There is also a new subsection (e)(2) that makes it clear that subsection (e)(1) also applies to transfers in anticipation of a judgment or fine, etc., arising from a violation of state or federal securities laws, or “fraud, deceit, or manipulation in a fiduciary capacity or in connection with the purchase or sale of any security”. Some have misread subsection (e)(2) to infer that the new 10-year limitations period for self-settled trusts applies only to securities fraud or breach of fiduciary duty, etc., but the “includes” language of (e)(2) is purely supplementary and not limiting.

It is important to keep in mind that the bankruptcy courts were in the habit of considering self-settled trusts to be in the nature of agency relationships, and thus were including self-settled trust assets in the bankruptcy estate anyway. There is no 10-year statute of limitation for this, so even those with “old and cold” asset protection trusts may be sadly disappointed in bankruptcy if their overall arrangement gives (direct or, as is the norm, indirect) control over the distribution of trust assets to the settlor/beneficiary.

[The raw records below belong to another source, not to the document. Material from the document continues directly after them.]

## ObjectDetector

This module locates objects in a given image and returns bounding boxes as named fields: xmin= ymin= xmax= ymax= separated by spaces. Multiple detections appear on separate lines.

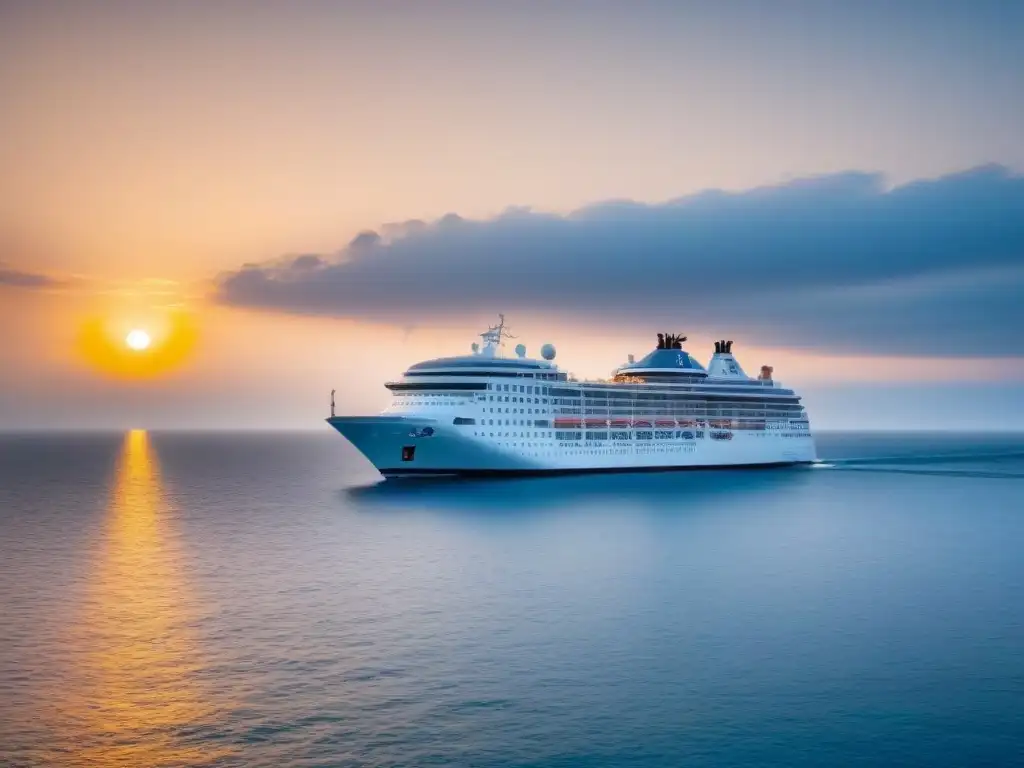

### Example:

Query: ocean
xmin=0 ymin=426 xmax=1024 ymax=768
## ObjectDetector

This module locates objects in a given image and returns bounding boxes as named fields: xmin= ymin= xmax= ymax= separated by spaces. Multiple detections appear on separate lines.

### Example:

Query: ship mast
xmin=480 ymin=314 xmax=516 ymax=356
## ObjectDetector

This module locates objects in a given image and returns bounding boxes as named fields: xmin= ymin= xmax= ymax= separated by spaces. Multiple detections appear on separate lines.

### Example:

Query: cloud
xmin=217 ymin=166 xmax=1024 ymax=355
xmin=0 ymin=262 xmax=62 ymax=289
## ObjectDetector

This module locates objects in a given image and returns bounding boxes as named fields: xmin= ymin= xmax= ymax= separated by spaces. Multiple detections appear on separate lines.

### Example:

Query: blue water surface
xmin=0 ymin=428 xmax=1024 ymax=767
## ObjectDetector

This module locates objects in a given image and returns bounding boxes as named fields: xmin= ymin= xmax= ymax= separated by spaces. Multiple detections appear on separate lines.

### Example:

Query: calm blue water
xmin=0 ymin=428 xmax=1024 ymax=767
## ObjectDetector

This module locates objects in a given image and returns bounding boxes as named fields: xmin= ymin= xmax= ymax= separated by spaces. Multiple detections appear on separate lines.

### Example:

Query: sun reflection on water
xmin=66 ymin=430 xmax=234 ymax=767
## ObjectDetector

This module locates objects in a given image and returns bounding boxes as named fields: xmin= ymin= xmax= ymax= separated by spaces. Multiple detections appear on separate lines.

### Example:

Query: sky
xmin=0 ymin=0 xmax=1024 ymax=430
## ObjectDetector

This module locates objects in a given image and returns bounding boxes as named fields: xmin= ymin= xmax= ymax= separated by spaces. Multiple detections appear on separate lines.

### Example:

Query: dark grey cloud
xmin=217 ymin=166 xmax=1024 ymax=355
xmin=0 ymin=262 xmax=60 ymax=288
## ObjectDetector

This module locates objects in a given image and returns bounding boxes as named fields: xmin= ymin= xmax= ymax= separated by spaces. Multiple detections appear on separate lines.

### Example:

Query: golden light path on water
xmin=65 ymin=430 xmax=234 ymax=768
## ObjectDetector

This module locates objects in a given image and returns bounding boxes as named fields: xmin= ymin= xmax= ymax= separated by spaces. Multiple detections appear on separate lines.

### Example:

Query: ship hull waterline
xmin=327 ymin=416 xmax=817 ymax=478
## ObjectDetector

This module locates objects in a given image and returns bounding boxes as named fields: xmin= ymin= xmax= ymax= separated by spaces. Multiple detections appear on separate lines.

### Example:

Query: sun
xmin=125 ymin=328 xmax=153 ymax=352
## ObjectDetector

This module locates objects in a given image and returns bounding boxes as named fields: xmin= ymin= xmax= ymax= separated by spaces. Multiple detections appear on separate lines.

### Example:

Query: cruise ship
xmin=328 ymin=315 xmax=816 ymax=477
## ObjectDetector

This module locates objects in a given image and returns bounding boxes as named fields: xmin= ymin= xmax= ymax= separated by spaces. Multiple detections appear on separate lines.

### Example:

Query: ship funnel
xmin=708 ymin=339 xmax=750 ymax=379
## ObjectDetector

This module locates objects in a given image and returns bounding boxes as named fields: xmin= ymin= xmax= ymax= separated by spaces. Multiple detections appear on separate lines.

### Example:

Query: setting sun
xmin=125 ymin=329 xmax=151 ymax=351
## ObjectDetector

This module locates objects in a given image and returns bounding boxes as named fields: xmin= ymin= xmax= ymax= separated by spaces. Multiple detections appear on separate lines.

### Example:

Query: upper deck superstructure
xmin=329 ymin=318 xmax=815 ymax=475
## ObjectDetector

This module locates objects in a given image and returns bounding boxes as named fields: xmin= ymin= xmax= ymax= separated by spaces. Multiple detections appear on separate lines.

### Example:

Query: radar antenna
xmin=480 ymin=314 xmax=518 ymax=356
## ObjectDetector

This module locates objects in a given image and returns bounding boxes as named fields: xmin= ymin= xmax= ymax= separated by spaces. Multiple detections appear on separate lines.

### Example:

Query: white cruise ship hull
xmin=328 ymin=416 xmax=816 ymax=477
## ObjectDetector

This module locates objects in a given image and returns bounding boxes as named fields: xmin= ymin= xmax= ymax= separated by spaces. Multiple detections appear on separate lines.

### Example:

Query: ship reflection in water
xmin=60 ymin=430 xmax=234 ymax=766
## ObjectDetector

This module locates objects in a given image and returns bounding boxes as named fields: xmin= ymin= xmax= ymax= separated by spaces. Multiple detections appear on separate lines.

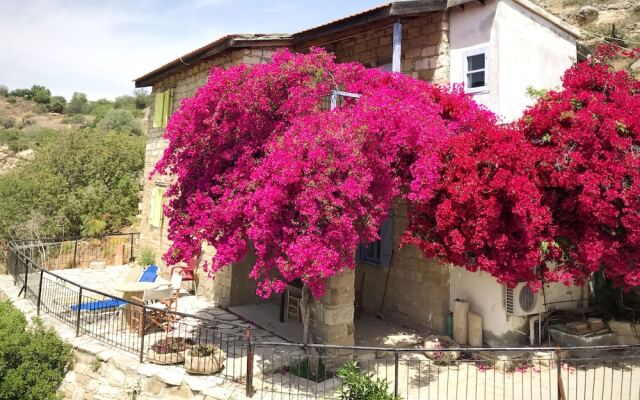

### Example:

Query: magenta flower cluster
xmin=154 ymin=49 xmax=640 ymax=297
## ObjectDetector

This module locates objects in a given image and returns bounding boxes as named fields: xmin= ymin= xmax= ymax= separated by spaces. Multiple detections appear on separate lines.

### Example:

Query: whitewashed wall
xmin=449 ymin=0 xmax=576 ymax=122
xmin=449 ymin=266 xmax=588 ymax=347
xmin=449 ymin=0 xmax=586 ymax=346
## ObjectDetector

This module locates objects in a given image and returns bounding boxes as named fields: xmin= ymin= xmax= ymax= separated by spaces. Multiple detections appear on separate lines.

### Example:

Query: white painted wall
xmin=449 ymin=0 xmax=576 ymax=122
xmin=449 ymin=266 xmax=588 ymax=346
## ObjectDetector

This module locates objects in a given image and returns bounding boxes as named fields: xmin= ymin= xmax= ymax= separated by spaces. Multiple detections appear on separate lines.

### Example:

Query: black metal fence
xmin=9 ymin=238 xmax=640 ymax=400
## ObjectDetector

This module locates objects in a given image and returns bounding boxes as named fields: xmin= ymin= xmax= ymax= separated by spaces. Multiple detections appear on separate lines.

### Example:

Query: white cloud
xmin=0 ymin=0 xmax=228 ymax=99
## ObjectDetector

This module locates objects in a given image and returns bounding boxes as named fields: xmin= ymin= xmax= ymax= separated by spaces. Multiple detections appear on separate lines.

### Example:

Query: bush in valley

If settlors of old and cold APTs clearly do not have control over the distribution of trust assets to themselves, the assets of such trusts would not be included in their bankruptcy estates. However, this presupposes at least two things: first, that there are APT settlors who truly have no direct or indirect ability to compel a trustee to make distributions to them; and second, that a bankruptcy trustee and/or judge would resist a likely urge to disregard the trust as an agency relationship in any event.

The effect of new Section 548(e) is that if asset protection trusts were not dead before, they should not now be used as anything like an ordinary asset protection technique. In more circumstances than not, it may now be the precipice of malpractice to recommend an asset protection trust to a client. The rare exception will be for those who establish foreign asset protection trusts and who are willing and able to flee the U.S. before the court enters the inevitable repatriation order.